The second solution contains some mistake and missing points .
The remarkable point here is that, the original domains may change when simplifying logarithms . Therefore, when applying logarithm rules, we generally have to be careful with domains .

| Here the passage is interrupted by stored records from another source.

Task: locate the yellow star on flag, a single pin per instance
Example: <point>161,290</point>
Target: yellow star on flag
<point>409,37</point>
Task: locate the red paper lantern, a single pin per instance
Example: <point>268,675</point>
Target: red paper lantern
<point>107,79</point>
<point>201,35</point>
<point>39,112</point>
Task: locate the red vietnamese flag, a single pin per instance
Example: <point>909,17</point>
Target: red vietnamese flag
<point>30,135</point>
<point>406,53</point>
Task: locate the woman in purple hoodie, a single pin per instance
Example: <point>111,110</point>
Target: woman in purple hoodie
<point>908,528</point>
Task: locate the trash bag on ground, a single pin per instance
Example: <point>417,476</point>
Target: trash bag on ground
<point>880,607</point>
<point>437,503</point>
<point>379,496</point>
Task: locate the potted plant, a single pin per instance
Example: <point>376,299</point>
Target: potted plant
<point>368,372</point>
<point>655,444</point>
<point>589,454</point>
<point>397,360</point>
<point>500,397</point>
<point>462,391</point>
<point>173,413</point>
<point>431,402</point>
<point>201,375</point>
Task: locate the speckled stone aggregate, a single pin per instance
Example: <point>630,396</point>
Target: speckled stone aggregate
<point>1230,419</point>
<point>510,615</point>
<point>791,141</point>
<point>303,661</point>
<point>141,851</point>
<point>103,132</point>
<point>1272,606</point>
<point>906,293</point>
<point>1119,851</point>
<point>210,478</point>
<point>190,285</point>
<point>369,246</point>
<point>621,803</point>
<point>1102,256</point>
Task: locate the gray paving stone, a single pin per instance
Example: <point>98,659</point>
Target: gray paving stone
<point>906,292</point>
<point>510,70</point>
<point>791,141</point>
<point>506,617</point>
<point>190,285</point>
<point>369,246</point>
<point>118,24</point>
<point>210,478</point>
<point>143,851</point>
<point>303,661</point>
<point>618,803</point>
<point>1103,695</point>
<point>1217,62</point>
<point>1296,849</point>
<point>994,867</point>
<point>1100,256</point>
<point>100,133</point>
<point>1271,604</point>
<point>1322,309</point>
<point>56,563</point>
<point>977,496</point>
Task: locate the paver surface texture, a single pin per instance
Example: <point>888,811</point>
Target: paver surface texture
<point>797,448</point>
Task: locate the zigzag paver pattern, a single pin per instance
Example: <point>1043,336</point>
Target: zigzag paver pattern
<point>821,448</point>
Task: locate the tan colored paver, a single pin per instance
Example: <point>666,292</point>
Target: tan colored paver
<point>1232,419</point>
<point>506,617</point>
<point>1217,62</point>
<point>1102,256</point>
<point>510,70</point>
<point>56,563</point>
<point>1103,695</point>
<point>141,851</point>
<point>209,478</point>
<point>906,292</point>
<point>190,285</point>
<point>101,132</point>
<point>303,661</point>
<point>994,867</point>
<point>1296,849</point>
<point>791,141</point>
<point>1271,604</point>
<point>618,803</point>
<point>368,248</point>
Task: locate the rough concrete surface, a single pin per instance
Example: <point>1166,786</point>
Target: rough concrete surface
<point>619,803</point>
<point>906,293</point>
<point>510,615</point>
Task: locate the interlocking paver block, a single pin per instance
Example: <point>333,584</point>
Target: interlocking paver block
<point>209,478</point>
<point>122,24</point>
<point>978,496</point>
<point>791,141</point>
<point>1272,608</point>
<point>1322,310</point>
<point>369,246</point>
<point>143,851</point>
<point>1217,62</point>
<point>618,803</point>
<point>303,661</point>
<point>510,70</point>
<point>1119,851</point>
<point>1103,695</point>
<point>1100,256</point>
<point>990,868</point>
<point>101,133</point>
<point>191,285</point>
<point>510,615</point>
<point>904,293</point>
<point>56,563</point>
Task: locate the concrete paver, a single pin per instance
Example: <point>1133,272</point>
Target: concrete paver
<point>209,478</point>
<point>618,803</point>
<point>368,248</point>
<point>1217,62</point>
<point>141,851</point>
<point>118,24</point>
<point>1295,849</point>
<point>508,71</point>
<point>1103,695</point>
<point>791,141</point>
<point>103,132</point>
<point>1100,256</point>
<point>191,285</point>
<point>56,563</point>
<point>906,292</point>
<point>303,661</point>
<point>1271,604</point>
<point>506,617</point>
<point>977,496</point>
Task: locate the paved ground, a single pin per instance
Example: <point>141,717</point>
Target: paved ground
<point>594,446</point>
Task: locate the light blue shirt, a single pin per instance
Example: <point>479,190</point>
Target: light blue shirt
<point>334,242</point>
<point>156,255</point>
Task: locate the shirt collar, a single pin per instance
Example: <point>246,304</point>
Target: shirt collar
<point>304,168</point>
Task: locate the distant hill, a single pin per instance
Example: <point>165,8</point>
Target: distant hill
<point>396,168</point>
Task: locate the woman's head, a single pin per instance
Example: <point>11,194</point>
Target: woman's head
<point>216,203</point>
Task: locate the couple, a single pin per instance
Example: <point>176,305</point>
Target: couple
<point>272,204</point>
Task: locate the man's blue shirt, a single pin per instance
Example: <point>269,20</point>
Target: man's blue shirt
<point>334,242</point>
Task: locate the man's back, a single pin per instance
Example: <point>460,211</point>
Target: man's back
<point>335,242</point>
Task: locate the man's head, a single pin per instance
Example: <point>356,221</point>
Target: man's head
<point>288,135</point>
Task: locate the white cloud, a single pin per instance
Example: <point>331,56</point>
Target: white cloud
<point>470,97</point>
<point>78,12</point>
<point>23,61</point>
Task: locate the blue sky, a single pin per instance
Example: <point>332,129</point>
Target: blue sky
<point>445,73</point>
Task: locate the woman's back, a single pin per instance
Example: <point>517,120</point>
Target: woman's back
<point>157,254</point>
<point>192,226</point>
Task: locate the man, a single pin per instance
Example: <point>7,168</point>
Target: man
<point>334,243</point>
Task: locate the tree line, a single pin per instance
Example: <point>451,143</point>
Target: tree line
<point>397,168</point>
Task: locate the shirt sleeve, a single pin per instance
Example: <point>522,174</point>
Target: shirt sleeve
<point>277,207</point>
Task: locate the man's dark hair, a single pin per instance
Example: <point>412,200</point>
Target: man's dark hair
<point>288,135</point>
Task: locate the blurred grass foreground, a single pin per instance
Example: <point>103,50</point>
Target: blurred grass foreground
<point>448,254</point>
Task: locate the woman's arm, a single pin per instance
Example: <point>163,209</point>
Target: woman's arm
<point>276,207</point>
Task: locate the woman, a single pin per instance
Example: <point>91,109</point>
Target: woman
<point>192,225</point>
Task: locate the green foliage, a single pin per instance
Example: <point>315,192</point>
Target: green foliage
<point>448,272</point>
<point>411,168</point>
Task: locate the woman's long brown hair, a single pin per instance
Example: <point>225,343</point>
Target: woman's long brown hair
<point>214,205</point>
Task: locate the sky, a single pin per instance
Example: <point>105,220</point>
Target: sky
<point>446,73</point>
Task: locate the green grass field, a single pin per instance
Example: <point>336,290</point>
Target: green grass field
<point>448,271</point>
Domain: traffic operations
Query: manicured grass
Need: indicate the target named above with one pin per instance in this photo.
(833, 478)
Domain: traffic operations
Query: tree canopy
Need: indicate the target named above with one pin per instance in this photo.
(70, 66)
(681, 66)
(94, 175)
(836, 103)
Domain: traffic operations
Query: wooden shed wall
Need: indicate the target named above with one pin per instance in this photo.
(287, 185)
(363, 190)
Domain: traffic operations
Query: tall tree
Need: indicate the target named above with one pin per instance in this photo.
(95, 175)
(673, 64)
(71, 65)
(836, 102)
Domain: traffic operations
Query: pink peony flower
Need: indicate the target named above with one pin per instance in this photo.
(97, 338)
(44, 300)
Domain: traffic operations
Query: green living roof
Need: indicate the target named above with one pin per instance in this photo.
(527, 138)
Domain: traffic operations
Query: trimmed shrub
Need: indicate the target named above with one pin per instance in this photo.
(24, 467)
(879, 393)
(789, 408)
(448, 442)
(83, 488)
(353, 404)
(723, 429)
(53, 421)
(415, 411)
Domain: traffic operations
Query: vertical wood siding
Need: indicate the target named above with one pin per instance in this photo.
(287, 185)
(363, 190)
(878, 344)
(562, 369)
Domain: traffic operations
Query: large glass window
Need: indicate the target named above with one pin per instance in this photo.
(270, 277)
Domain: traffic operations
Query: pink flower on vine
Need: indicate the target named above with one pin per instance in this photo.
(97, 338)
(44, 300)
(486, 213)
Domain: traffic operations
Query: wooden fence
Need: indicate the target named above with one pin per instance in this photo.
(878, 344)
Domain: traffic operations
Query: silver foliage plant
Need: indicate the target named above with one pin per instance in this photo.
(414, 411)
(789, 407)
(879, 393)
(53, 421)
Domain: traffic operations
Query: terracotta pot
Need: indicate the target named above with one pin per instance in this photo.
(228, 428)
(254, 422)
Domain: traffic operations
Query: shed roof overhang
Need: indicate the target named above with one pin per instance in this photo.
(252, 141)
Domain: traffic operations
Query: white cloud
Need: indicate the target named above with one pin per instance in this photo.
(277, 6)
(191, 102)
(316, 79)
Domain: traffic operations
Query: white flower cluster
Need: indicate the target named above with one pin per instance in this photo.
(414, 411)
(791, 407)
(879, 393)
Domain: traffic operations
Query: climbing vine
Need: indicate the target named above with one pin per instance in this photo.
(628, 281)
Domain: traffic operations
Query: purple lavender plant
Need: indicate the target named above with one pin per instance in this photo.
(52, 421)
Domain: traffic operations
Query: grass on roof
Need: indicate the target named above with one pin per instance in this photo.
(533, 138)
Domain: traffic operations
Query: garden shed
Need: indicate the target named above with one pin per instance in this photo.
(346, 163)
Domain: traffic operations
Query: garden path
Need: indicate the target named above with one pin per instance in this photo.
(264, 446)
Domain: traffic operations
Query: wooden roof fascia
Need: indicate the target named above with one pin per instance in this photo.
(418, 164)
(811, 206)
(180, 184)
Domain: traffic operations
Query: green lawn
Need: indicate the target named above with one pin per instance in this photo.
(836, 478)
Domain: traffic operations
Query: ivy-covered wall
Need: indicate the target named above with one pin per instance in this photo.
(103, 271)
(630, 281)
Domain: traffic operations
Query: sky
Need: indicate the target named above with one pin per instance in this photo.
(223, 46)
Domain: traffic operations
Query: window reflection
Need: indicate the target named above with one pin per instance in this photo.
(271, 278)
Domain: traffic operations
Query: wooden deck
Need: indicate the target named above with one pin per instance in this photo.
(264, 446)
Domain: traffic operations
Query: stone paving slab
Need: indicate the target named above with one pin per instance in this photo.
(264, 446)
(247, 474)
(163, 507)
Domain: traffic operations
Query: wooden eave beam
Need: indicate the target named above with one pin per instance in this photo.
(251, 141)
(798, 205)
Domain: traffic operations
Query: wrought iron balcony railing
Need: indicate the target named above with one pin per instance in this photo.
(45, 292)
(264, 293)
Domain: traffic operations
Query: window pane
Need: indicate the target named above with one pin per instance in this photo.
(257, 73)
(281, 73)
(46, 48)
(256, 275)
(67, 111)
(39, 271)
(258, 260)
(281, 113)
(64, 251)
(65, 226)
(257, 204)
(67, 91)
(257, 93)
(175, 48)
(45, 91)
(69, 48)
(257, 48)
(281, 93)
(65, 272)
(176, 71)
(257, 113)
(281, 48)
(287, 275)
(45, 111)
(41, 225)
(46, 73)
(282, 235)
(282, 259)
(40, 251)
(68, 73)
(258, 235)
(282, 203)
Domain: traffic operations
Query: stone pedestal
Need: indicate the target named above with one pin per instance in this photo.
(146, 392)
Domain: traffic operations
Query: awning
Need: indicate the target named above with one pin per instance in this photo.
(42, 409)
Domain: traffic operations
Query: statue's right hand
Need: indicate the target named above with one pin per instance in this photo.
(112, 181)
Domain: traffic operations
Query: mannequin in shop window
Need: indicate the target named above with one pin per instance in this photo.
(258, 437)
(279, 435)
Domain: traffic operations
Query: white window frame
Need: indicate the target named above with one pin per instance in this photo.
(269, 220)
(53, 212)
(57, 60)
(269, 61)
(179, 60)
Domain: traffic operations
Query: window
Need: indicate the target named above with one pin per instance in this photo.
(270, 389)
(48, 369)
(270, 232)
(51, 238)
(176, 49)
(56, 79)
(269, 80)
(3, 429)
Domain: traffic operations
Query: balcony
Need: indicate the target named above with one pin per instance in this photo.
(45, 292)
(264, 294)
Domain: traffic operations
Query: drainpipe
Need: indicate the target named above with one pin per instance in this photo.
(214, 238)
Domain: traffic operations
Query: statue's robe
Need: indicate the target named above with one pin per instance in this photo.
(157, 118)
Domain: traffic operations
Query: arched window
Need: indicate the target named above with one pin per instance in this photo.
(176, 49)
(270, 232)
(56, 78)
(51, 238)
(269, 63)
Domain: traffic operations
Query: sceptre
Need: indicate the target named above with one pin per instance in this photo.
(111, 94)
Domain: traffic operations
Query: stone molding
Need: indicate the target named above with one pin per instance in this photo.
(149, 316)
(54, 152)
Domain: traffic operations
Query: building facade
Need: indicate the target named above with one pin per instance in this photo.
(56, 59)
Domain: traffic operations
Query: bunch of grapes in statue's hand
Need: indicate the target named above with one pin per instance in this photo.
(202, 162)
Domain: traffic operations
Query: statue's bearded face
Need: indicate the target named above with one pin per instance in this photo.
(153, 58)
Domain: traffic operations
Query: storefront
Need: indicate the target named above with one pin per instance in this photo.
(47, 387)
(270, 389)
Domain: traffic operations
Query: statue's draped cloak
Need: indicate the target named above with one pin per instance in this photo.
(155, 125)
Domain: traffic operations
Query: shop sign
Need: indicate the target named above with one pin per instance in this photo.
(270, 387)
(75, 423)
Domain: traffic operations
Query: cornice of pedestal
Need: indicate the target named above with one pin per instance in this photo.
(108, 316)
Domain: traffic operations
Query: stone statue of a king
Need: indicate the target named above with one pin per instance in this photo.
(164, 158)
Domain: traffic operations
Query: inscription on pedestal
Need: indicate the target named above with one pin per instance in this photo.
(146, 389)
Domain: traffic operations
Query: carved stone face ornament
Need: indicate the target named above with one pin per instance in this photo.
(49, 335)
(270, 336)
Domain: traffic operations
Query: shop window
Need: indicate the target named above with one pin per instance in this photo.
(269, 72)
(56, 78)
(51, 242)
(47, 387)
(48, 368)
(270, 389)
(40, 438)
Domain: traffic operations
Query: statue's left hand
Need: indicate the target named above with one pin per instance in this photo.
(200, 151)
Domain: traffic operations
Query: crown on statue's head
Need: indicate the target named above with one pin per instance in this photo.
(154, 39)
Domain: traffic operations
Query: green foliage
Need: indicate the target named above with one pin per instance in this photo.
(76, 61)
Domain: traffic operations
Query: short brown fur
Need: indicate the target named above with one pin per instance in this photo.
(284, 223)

We observe that, the original expression includes $\ln x$ . This forces that, we have $x>0$ . This implies that, $x+2>0$ and $x^2+3x+2>0$ or equivalently, $x+1>0$ or $x+2>0$ .
Therefore, we have :
$$ \begin{align}\frac 13\ln (x+2)^3&=3\cdot \frac 13 \ln (x+2)\\&=\ln (x+2)\end{align} $$
and $\require{cancel}$
$$ \begin{align}\ln \frac{\cancel{(x+2)}\sqrt{x}}{(x+1)\cancel{(x+2)}}=\ln \frac{\sqrt{x}}{x+1}\end{align} $$
and
$$ \begin{align}\sqrt \frac{x}{(x^2+3x+2)^2}=\frac {\sqrt x}{(x+1)(x+2)}\end{align} $$
Thus, we do not need to take absolute value here .
As a final note, we see that both original and simplified logarithms have exactly the same domains .